Can HOAs Restrict The Use of Antennas or Satellite Dishes?

By: Christopher R. Moore, Esq.

In 1996, acting under regulatory authority delegated by Congress in the Telecommunications Act, the FCC issued its rule on Over-the-Air Reception Devices (“OTARD”) Rule, 47 C.F.R. §1.4000.  OTARD protects consumer access to video programming by prohibiting restrictions on the installation, maintenance, or use of certain reception devices. Under the rule, HOA’s, condo associations, and landlords cannot unreasonably restrict the use of antennas designed to receive wireless cable or local television broadcasts or satellite dishes not exceeding one meter in diameter. 

Owners and renters are protected by OTARD to the extent they have access to an area of “exclusive use” where the antenna or dish can be installed.  The rule does not allow installation of antennas in commons areas.  So, for instance, OTARD does not give a condo owner the right to install a satellite dish on the roof of the building (assuming the roof is a common element).  OTARD also does not protect antennas which extend outside of the consumer’s exclusive-use area.

Homeowners associations can enforce reasonable restrictions relating to satellite dishes and TV antennas that do not impair (or unreasonably increase the expense of) installation, maintenance, or use of the devices.  A rule that designates specific areas where antennas and dishes may be placed is enforceable if an acceptable signal is available in the area and the restriction does not unreasonably increase the owner’s costs.

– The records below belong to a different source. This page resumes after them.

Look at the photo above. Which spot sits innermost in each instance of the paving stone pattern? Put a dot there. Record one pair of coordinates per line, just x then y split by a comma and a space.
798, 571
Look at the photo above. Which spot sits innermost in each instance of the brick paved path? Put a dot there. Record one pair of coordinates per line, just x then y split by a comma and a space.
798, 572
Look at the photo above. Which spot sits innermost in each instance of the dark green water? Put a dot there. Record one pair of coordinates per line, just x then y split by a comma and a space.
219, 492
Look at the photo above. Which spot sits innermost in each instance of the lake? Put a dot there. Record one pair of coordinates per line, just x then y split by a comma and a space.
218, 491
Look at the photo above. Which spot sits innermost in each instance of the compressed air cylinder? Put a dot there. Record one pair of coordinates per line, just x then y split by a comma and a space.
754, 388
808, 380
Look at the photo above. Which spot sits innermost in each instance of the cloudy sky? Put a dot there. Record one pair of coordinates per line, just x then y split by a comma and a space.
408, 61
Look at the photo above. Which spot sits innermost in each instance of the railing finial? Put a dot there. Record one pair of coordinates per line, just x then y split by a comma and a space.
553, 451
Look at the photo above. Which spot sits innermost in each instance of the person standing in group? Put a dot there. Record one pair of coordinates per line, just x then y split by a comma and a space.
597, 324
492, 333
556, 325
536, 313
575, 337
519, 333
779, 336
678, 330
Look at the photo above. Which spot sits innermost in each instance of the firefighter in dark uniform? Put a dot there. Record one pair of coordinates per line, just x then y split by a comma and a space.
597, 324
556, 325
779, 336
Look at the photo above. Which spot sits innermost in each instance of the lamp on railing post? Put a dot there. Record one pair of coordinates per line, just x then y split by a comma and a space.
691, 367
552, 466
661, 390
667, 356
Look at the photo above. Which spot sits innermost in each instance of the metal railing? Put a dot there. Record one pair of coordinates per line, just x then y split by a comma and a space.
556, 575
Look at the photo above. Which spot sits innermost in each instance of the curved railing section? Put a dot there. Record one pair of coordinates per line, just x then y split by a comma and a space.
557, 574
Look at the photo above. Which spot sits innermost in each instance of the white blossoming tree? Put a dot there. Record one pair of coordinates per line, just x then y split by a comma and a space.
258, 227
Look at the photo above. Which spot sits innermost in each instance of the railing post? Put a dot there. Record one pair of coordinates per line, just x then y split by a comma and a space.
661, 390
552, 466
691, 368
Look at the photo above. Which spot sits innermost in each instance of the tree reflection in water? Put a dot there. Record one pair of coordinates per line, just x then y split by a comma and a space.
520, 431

Restrictions expressly intended for safety or for historic preservation are enforceable under OTARD under certain circumstances.  Safety-related restrictions must be no more burdensome on the owner than what is necessary for the safety objective.  The historic preservation exemption only applies if the property is included within the National Register of Historic Places, or eligible for inclusion.  If a restriction is challenged, the HOA has the burden of showing that the restriction does not violate the rule.